Estimate the unit processing time [min] for Rebuild as follows based on the storage pool usage (usedCapacityRate [%]). The formula depends on whether user data (used areas) or no user data (unused areas) exists on the drive.
Rebuild type |
Unit processing time for Rebuild [min] |
---|---|
Normal Rebuild |
Usage of the storage pool [%] / 100 × unit processing time for Rebuild of used areas [min] + (100% - usage of the storage pool [%])] / 100 × unit processing time for Rebuild of unused areas [min] |
Fast Rebuild |
Unit processing time for Rebuild of used areas [min] |
The unit processing time for Rebuild of used areas and unused areas varies depending on the user data protection method (RedundantType) settings and the resource usage rate of the internal processing I/O (asyncProcessingResourceUsageRate).
Note that the AsyncProcessingResourceUsageRate setting defines the resource utilization for internal processing I/O (rebuild, drive data relocation).
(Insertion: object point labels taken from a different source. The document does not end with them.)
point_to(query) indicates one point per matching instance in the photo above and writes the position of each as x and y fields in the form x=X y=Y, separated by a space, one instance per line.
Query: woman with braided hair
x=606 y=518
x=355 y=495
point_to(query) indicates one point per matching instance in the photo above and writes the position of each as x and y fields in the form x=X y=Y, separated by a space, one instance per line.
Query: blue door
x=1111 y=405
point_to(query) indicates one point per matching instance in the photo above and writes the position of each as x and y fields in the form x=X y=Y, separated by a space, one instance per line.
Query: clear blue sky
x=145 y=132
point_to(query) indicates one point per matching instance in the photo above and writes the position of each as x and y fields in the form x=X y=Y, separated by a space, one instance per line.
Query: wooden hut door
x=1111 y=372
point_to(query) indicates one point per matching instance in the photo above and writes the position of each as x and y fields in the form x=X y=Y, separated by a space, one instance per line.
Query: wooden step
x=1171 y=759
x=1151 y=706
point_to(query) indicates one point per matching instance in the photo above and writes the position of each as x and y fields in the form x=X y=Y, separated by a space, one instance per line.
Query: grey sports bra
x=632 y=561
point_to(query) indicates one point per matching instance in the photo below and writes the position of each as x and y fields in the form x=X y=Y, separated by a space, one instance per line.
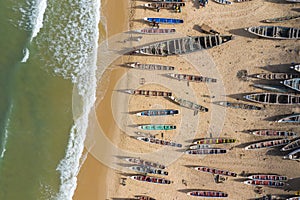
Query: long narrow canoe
x=292 y=83
x=182 y=45
x=275 y=32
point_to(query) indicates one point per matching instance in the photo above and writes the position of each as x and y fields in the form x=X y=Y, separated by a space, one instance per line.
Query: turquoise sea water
x=47 y=48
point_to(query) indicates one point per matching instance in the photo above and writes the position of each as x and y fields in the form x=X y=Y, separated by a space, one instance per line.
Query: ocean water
x=48 y=58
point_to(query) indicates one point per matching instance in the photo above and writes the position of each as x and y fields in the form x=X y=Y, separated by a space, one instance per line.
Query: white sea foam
x=26 y=55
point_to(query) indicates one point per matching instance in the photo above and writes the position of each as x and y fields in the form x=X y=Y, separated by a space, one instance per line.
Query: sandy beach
x=98 y=180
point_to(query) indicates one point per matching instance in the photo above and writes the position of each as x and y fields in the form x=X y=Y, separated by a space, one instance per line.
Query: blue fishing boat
x=163 y=20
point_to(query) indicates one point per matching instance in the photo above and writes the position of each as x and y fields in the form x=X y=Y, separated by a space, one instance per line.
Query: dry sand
x=244 y=53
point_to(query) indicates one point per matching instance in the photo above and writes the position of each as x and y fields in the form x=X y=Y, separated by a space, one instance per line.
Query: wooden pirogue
x=182 y=45
x=188 y=104
x=149 y=93
x=151 y=179
x=215 y=171
x=192 y=78
x=274 y=98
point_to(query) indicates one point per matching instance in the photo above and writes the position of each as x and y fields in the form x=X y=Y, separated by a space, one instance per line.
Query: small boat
x=207 y=194
x=149 y=93
x=291 y=146
x=151 y=179
x=154 y=127
x=281 y=19
x=267 y=177
x=237 y=105
x=206 y=151
x=156 y=31
x=275 y=76
x=215 y=171
x=265 y=183
x=137 y=65
x=223 y=2
x=292 y=83
x=291 y=119
x=159 y=141
x=267 y=144
x=277 y=133
x=182 y=45
x=192 y=78
x=139 y=161
x=157 y=112
x=215 y=141
x=294 y=155
x=163 y=20
x=148 y=170
x=275 y=32
x=188 y=104
x=274 y=98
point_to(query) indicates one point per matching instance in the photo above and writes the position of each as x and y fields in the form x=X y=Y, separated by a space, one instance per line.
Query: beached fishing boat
x=154 y=127
x=275 y=76
x=294 y=155
x=265 y=183
x=275 y=32
x=159 y=141
x=188 y=104
x=163 y=20
x=158 y=112
x=182 y=45
x=148 y=170
x=225 y=2
x=215 y=171
x=274 y=98
x=149 y=93
x=268 y=177
x=281 y=19
x=156 y=31
x=192 y=78
x=290 y=119
x=267 y=144
x=151 y=179
x=206 y=151
x=292 y=83
x=207 y=194
x=237 y=105
x=215 y=141
x=137 y=65
x=277 y=133
x=139 y=161
x=291 y=146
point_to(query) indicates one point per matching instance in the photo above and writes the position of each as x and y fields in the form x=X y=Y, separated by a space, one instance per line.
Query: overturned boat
x=148 y=170
x=215 y=141
x=149 y=93
x=207 y=194
x=139 y=161
x=192 y=78
x=151 y=179
x=182 y=45
x=275 y=32
x=137 y=65
x=159 y=141
x=268 y=144
x=206 y=151
x=188 y=104
x=161 y=112
x=154 y=127
x=274 y=98
x=277 y=133
x=267 y=177
x=292 y=83
x=215 y=171
x=237 y=105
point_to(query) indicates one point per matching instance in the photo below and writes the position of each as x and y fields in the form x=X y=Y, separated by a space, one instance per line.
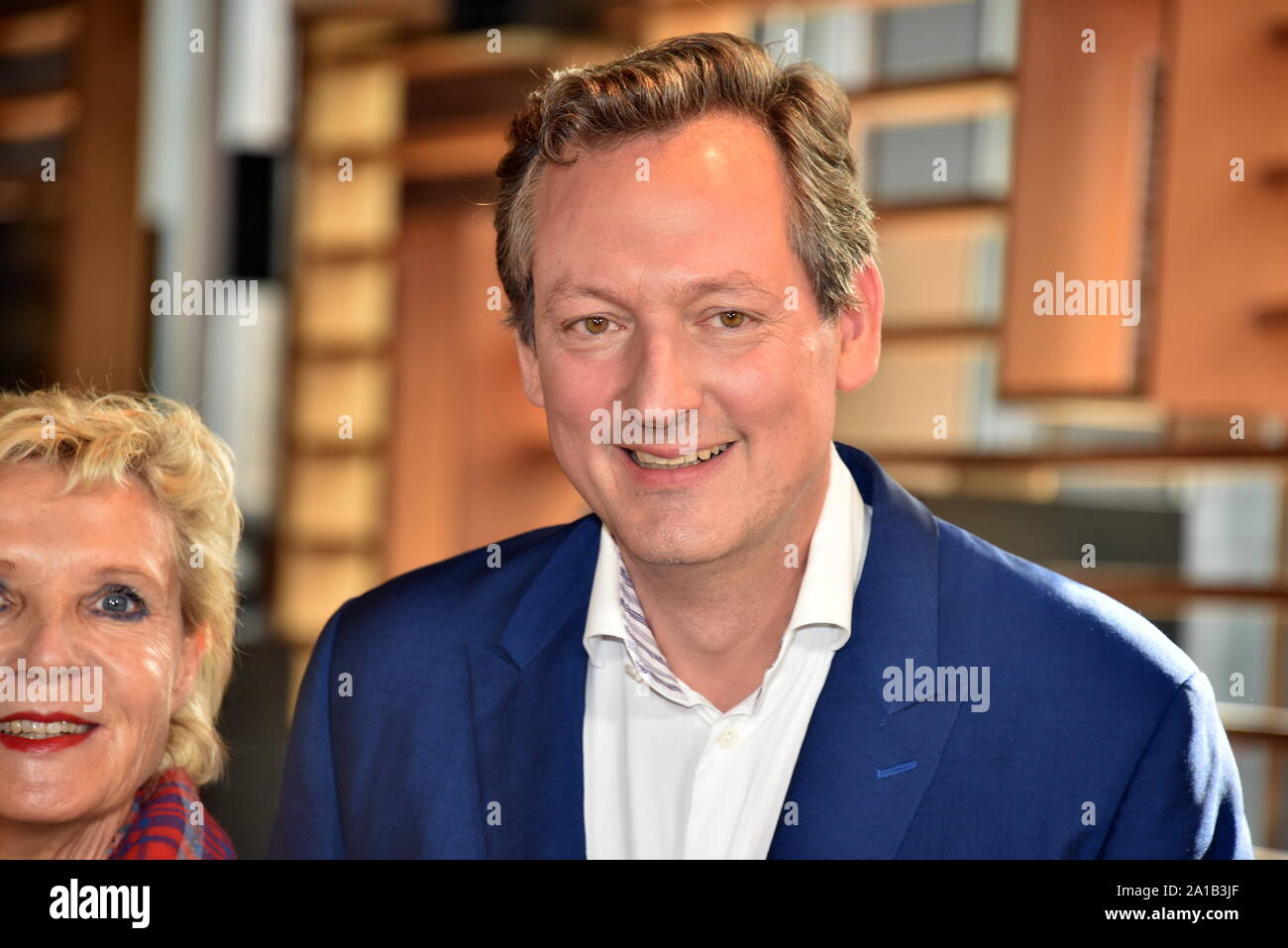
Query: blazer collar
x=864 y=763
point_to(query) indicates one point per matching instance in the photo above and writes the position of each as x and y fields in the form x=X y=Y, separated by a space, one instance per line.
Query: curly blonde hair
x=656 y=90
x=111 y=438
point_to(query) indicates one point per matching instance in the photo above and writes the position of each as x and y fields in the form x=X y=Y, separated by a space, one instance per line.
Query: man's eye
x=121 y=601
x=732 y=320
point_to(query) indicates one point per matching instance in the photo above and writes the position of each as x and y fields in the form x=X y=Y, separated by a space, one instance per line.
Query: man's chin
x=662 y=546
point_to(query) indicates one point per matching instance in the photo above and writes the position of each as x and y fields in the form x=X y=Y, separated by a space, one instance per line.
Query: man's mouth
x=645 y=460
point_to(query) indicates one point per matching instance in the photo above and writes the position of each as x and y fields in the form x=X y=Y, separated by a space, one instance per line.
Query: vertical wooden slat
x=1082 y=140
x=103 y=326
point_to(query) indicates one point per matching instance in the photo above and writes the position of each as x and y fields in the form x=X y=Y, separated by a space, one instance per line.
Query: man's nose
x=665 y=373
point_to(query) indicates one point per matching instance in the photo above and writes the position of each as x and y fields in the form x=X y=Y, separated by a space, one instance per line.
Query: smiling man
x=758 y=643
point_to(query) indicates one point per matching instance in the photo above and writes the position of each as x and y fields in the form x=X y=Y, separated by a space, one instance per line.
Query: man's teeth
x=42 y=730
x=645 y=460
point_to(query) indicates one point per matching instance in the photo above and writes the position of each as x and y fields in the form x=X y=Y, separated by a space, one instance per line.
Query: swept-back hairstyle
x=656 y=90
x=115 y=438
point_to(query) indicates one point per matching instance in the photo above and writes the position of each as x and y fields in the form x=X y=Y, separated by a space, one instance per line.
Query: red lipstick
x=44 y=745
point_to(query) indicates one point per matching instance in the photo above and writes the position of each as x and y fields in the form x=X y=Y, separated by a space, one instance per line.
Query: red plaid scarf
x=160 y=824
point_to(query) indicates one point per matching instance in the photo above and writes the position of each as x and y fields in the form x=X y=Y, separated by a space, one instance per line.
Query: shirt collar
x=825 y=597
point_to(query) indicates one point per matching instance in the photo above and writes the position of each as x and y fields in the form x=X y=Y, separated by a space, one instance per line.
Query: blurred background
x=340 y=155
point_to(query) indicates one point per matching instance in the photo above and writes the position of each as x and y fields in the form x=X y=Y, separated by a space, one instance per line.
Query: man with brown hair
x=758 y=643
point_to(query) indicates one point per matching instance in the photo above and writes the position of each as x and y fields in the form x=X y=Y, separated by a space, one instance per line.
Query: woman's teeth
x=42 y=730
x=645 y=460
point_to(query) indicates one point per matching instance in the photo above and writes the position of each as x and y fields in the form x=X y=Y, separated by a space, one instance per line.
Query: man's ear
x=861 y=331
x=531 y=372
x=191 y=651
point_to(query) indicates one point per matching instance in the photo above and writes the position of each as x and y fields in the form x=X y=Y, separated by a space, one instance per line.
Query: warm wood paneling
x=1082 y=142
x=1223 y=329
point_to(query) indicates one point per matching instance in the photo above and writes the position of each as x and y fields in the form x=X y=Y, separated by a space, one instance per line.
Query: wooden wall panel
x=471 y=463
x=1082 y=141
x=1223 y=330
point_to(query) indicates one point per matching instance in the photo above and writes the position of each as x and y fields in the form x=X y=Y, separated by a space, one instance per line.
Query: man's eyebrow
x=734 y=281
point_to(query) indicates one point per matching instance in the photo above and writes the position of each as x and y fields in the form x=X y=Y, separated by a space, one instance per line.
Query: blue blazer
x=441 y=714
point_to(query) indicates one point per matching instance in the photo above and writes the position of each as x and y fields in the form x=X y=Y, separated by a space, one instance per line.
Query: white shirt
x=666 y=775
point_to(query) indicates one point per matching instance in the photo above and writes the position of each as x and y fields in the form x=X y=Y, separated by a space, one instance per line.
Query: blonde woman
x=117 y=601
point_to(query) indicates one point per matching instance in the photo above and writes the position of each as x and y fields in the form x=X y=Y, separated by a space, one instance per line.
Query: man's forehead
x=716 y=141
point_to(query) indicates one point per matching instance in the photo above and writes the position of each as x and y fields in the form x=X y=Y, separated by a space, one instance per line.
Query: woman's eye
x=121 y=603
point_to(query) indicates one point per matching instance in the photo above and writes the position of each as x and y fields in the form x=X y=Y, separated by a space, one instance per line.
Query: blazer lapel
x=866 y=763
x=528 y=693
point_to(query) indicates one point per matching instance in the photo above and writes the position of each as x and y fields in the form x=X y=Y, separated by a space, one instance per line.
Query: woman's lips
x=34 y=723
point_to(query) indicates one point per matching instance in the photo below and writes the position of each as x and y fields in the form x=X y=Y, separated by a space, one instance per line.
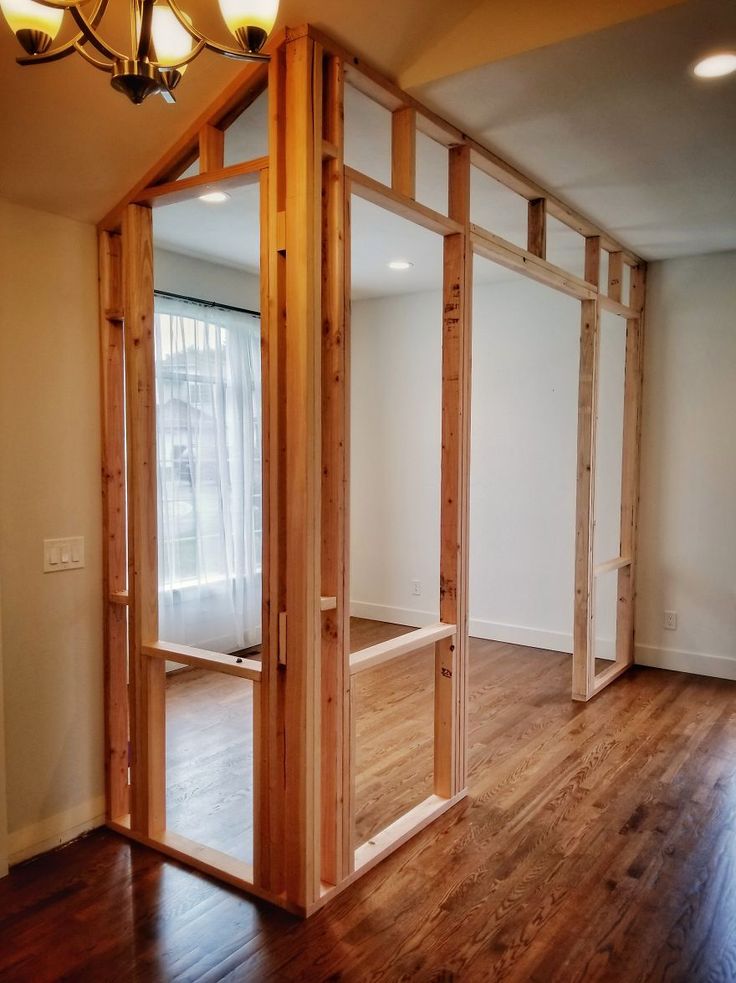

To change the settings, see Changing usage of internal processing I/O resources.
redundantType |
asyncProcessingResourceUsageRate |
Unit processing time for Rebuild of used areas [min] |
Unit processing time for Rebuild of unused areas [min] |
---|---|---|---|
4D+1P |
VeryHigh |
30 |
8 |
High |
60 |
12 |
|
Middle |
80 |
15 |
|
Low |
200 |
30 |
|
4D+2P |
VeryHigh |
45 |
10 |
High |
90 |
15 |
|
Middle |
120 |
20 |
|
Low |
210 |
30 |
|
Duplication |
VeryHigh |
15 |
8 |
High |
25 |
12 |
|
Middle |
35 |
15 |
|
Low |
160 |
80 |
The Rebuild processing time [min] is based on measurement results in a configuration that meets the following prerequisites:
-
Bare metal model
-
With I/O load
-
Number of storage nodes: 6
-
Number of installed user data drives per storage node: 8
-
User data drive to be used: SAS SSD
-
When asyncProcessingResourceUsageRate is High, Middle, or Low: The internode network bandwidth is 10 Gbps.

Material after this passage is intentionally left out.